# Toyota tipped me



## Dice Man (May 21, 2018)

I do many car dealer account trips for many car dealers.
They have a business account, so they never tip, that is the normal.
Today I did a $3 trip, and I was tipped $3 tip in the application.
Did this happen tonight anybody else?


----------



## rideshare2870 (Nov 23, 2017)

All I drive is Toyotas and I rave about them all the time. I got 2 of them. One of them will be hitting 300K miles soon but I’m not using it for Uber of course because it’s a gas guzzler. Wait...I didn’t get my check from Toyota this month. Did you know that the Ford F-150 is the most popular truck in America?


----------



## Pax Collector (Feb 18, 2018)

rideshare2870 said:


> Did you know that the Ford F-150 is the most popular truck in America?


Rightfully so.

The F series are one of the best in their class.


----------



## tohunt4me (Nov 23, 2015)

rideshare2870 said:


> All I drive is Toyotas and I rave about them all the time. I got 2 of them. One of them will be hitting 300K miles soon but I'm not using it for Uber of course because it's a gas guzzler. Wait...I didn't get my check from Toyota this month. Did you know that the Ford F-150 is the most popular truck in America?


Built Ford Tough !


----------



## Dice Man (May 21, 2018)

rideshare2870 said:


> All I drive is Toyotas and I rave about them all the time. I got 2 of them. One of them will be hitting 300K miles soon but I'm not using it for Uber of course because it's a gas guzzler. Wait...I didn't get my check from Toyota this month. Did you know that the Ford F-150 is the most popular truck in America?


And what is that to do with my post???
I prefer my Honda.


----------



## rideshare2870 (Nov 23, 2017)

Dice Man said:


> And what is that to do with my post???
> I prefer my Honda.


Well, your answer is No, Toyota didn't tip me. I've never heard of that before.


----------



## 1.5xorbust (Nov 22, 2017)

tohunt4me said:


> Built Ford Tough !


'Fix or repair daily' no longer applies?


----------



## tohunt4me (Nov 23, 2015)

1.5xorbust said:


> 'Fix or repair daily' no longer applies?


F.ound
O.n
R.oad
D.ead


----------



## ANT 7 (Oct 14, 2018)

We have a lot of corporate accounts in my market and they don't tip.


----------



## 100hoursuber (Mar 6, 2019)

Dice Man said:


> I do many car dealer account trips for many car dealers.
> They have a business account, so they never tip, that is the normal.
> Today I did a $3 trip, and I was tipped $3 tip in the application.
> Did this happen tonight anybody else?


I get free car wash anytime i want at the toyota dealer.
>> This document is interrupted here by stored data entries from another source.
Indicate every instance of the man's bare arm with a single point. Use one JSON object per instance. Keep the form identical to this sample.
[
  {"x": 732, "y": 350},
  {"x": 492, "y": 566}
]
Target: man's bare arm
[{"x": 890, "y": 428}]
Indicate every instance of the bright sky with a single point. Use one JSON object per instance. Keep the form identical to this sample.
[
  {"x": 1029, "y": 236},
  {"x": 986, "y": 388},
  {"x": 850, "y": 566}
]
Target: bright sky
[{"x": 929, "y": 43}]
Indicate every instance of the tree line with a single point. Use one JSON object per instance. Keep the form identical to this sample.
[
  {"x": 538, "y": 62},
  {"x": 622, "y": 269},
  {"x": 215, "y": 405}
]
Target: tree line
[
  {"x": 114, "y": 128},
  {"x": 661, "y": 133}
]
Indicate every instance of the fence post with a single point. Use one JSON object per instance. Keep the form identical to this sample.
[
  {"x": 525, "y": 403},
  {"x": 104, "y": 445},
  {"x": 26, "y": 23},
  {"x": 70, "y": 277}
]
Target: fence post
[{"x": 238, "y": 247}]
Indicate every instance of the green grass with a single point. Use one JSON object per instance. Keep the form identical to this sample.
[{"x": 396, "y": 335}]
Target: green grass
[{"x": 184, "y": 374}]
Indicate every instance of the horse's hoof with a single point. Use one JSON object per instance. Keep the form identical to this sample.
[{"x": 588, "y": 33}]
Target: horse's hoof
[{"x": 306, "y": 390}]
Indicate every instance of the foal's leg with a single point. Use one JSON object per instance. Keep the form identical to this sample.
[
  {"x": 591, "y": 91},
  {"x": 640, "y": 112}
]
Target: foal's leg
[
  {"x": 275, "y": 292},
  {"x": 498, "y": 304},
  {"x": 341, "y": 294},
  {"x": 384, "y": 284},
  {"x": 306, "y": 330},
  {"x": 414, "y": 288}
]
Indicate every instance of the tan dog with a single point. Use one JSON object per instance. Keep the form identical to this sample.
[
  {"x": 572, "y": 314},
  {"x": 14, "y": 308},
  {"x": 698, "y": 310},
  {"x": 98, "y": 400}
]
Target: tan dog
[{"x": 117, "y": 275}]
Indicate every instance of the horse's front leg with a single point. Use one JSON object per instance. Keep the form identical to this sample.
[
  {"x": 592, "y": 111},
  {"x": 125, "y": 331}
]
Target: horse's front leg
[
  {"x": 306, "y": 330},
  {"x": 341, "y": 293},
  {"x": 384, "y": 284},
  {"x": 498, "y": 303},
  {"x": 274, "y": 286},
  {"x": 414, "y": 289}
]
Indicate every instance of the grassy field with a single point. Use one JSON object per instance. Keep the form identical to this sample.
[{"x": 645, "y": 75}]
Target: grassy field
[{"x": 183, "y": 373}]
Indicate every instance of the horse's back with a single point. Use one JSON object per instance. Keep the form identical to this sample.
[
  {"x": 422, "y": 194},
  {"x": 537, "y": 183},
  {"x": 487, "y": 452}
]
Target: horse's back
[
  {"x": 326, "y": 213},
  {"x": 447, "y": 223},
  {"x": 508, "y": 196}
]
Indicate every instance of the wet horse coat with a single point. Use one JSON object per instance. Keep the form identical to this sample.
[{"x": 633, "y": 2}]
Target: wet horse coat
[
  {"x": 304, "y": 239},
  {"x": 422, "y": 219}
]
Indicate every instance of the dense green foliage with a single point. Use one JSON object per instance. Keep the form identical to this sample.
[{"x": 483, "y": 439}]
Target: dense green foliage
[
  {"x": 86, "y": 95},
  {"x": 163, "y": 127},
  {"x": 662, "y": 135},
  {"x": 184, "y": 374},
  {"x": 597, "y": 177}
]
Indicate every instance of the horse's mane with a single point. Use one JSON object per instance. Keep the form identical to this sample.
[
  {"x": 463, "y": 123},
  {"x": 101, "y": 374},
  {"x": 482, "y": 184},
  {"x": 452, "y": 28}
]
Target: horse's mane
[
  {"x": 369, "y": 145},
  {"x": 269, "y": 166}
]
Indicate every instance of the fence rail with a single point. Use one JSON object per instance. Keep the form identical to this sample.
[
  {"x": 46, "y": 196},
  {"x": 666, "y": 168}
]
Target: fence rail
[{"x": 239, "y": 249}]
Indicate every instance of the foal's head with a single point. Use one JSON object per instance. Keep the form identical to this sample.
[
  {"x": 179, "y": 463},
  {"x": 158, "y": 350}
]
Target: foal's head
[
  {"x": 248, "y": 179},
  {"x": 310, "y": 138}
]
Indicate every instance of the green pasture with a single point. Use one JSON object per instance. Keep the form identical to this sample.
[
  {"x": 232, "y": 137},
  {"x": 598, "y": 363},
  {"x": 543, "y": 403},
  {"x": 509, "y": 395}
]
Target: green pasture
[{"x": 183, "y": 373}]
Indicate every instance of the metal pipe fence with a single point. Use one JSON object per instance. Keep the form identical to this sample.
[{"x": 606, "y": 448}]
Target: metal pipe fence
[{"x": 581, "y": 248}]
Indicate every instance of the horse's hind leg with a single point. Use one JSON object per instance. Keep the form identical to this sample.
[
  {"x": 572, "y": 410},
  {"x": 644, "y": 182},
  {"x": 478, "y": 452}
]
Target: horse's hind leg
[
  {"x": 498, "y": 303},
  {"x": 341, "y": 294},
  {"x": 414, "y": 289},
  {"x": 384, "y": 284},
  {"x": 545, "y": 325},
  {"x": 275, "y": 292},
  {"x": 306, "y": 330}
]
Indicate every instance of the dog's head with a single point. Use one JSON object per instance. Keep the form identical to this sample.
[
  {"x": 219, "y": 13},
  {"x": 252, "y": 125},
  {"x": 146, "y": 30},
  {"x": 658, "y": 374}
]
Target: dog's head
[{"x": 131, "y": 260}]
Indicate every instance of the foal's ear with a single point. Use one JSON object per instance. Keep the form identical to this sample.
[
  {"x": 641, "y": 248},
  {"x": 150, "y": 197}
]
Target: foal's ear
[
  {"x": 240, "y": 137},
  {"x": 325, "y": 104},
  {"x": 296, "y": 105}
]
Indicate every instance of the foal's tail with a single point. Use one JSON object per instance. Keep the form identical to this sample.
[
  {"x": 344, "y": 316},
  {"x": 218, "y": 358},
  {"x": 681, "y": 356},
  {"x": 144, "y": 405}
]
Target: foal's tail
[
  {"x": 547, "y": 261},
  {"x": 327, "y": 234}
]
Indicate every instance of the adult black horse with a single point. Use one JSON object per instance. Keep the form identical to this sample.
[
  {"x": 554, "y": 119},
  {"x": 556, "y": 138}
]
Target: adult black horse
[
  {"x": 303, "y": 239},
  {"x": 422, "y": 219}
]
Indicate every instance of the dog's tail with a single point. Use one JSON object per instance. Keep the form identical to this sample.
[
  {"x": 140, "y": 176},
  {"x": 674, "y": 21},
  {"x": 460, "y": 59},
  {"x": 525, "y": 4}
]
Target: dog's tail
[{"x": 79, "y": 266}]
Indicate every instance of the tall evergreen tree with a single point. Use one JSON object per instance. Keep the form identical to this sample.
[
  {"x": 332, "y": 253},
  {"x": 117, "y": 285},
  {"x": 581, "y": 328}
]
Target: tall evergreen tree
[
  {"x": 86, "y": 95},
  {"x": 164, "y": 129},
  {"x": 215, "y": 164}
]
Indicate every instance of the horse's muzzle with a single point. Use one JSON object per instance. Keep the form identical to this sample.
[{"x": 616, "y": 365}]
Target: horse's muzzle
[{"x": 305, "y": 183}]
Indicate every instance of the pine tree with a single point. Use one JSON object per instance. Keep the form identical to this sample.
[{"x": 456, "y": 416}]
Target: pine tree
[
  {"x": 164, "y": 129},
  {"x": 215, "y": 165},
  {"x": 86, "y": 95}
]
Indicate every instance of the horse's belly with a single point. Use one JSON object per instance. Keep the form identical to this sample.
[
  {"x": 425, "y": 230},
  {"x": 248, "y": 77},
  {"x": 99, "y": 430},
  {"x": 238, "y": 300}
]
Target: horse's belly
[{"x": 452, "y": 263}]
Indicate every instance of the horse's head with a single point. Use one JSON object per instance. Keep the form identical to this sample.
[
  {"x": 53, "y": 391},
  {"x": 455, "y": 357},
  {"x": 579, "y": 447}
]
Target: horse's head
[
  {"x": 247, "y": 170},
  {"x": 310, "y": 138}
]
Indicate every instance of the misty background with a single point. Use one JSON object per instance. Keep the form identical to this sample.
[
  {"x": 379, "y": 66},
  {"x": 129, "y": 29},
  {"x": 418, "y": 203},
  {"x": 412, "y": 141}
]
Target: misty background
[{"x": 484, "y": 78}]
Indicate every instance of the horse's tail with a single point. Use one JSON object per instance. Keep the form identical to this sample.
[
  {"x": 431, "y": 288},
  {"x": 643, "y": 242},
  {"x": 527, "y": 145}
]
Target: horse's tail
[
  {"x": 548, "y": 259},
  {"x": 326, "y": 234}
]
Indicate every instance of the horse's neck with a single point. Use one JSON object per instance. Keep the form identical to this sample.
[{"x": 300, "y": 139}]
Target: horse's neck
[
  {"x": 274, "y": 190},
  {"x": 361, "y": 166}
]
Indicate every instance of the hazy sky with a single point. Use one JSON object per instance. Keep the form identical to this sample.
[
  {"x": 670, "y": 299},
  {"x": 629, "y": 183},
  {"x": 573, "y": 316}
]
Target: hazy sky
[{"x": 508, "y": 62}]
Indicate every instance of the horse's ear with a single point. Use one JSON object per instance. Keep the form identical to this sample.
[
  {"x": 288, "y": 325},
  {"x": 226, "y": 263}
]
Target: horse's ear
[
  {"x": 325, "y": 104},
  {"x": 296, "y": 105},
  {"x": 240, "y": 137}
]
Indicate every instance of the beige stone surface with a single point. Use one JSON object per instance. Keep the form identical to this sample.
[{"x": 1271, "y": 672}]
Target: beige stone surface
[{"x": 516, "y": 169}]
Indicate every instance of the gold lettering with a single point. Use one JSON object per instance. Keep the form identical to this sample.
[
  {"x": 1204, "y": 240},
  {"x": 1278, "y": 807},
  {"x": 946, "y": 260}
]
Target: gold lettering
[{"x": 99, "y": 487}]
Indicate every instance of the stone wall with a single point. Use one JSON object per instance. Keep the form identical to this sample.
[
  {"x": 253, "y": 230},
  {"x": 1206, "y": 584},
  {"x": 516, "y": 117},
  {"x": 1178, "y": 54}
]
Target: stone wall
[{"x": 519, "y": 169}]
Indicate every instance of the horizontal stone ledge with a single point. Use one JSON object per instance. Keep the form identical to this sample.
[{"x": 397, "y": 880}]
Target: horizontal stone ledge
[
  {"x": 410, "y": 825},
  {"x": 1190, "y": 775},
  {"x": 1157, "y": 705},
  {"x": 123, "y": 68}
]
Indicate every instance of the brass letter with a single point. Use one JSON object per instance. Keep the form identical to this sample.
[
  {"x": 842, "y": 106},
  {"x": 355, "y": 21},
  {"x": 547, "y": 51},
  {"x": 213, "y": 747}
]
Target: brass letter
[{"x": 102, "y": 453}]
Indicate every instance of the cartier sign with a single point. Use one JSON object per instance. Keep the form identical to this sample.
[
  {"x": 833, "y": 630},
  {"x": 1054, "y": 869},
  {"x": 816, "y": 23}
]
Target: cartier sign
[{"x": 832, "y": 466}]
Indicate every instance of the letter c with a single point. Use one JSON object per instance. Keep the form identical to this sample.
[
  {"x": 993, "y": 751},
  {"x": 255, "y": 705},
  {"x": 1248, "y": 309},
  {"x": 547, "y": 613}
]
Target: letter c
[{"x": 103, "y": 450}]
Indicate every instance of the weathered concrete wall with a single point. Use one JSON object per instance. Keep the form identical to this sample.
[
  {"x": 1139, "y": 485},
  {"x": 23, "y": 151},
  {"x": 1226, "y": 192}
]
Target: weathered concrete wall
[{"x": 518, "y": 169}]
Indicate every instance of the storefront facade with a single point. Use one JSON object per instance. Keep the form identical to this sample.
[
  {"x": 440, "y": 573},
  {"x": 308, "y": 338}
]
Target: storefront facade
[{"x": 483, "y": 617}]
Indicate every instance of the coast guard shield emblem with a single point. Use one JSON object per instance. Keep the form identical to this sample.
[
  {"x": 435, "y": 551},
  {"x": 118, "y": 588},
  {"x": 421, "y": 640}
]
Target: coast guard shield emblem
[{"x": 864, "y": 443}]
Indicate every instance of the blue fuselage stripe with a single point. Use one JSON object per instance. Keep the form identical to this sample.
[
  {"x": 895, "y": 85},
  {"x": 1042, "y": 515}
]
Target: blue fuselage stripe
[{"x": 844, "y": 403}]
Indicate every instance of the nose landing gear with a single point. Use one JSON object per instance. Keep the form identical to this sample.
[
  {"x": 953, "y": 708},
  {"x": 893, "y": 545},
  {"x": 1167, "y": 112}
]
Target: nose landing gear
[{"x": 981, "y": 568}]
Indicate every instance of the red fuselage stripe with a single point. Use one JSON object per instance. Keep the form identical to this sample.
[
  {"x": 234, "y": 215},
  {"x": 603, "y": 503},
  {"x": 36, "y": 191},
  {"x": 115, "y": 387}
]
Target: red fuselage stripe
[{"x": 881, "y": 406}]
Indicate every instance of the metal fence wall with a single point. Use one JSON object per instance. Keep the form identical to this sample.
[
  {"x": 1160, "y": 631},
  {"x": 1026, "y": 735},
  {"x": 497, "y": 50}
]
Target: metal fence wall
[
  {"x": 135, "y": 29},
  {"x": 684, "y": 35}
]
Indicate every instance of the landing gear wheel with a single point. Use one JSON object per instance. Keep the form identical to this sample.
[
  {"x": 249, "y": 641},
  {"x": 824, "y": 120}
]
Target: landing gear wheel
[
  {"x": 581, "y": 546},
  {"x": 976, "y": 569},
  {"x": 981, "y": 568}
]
I dont know what they are using, but my car shines for a month. Just talk to salesman nice.


----------



## uberdriverfornow (Jan 10, 2016)

tohunt4me said:


> F.ound
> O.n
> R.oad
> D.ead


Ford GT = Ford Gets Towed

I've never seen a business Uber account add a tip. I'd definitely be surprised if it happened to me. But perhaps it's good business sense for Toyota to perhaps get a driver to buy their next car from the dealership that was nice enough to tip them.


----------



## 100hoursuber (Mar 6, 2019)

I'm


uberdriverfornow said:


> Ford GT = Ford Gets Towed
> 
> I've never seen a business Uber account add a tip. I'd definitely be surprised if it happened to me. But perhaps it's good business sense for Toyota to perhaps get a driver to buy their next car from the dealership that was nice enough to tip them.


Im a Toyota lexus guy, but Ford truck and van is pretty reliable and bullet proof. I don't know about sedans, though.


----------